Penentuan harga panjang gelombang maksimum
1.    dibuat larutan kolesterol standar dengan konsentrasi 100 mg/100 ml dengan pelarut
kloroform
2.     dipipet 0,1 ml larutan tersebut ke dalam tabung reaksi yang bersih dan kering,
3.    ditambahkan 3 ml reagen Lieberman-Buchard (campuran asam asetat anhidrid
dengan asam sulfat pekat 30:1) pada suhu dingin
4.    dikocok baik-baik menggunakan vortex-mixer, dibiarkan selama 30 menit pada
suhu kamar.
5.    diukur serapannya dari panjang gelombang 360 s/d 700 nm
6.    dibuat kurva serapan terhadap panjang gelombang, sehingga diperoleh panjang
gelombang maksimum (panjang gelombang yang memberikan serapan maksimum).
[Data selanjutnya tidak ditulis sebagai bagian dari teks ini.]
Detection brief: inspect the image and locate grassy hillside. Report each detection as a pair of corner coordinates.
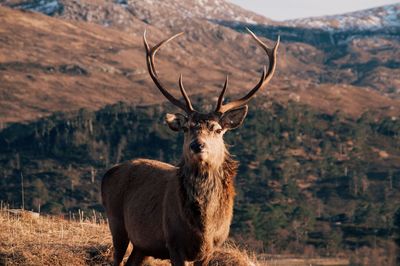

Untuk menentukan konsentrasi (kadar) kolesterol total dalam darah digunakan kurva
standar kolesterol
Pembuatan kurva standar kolesterol
1.     dibuat larutan kolesterol standar dengan konsentrasi (mg/ml) berturut-turut: 0,2 ;
0,4 ; 0,6 ; 0,8 ; 1,0 ; 1,5 ; 2,0 ; 2,5.
2.    Masing-masing larutan di atas dipipet ke dalam tabung reaksi yang bersih dan
kering sebanyak 0,1 ml
3.    Pada masing-masing tabung ditambahkan 3 ml reagen Lieberman-Buchard, dikocok
baik-baik, dibiarkan selama 30 menit pada suhu kamar, diukur serapannya pada
panjang gelombang maksimum.
4.    Dibuat kurva standar serapan vs konsentrasi.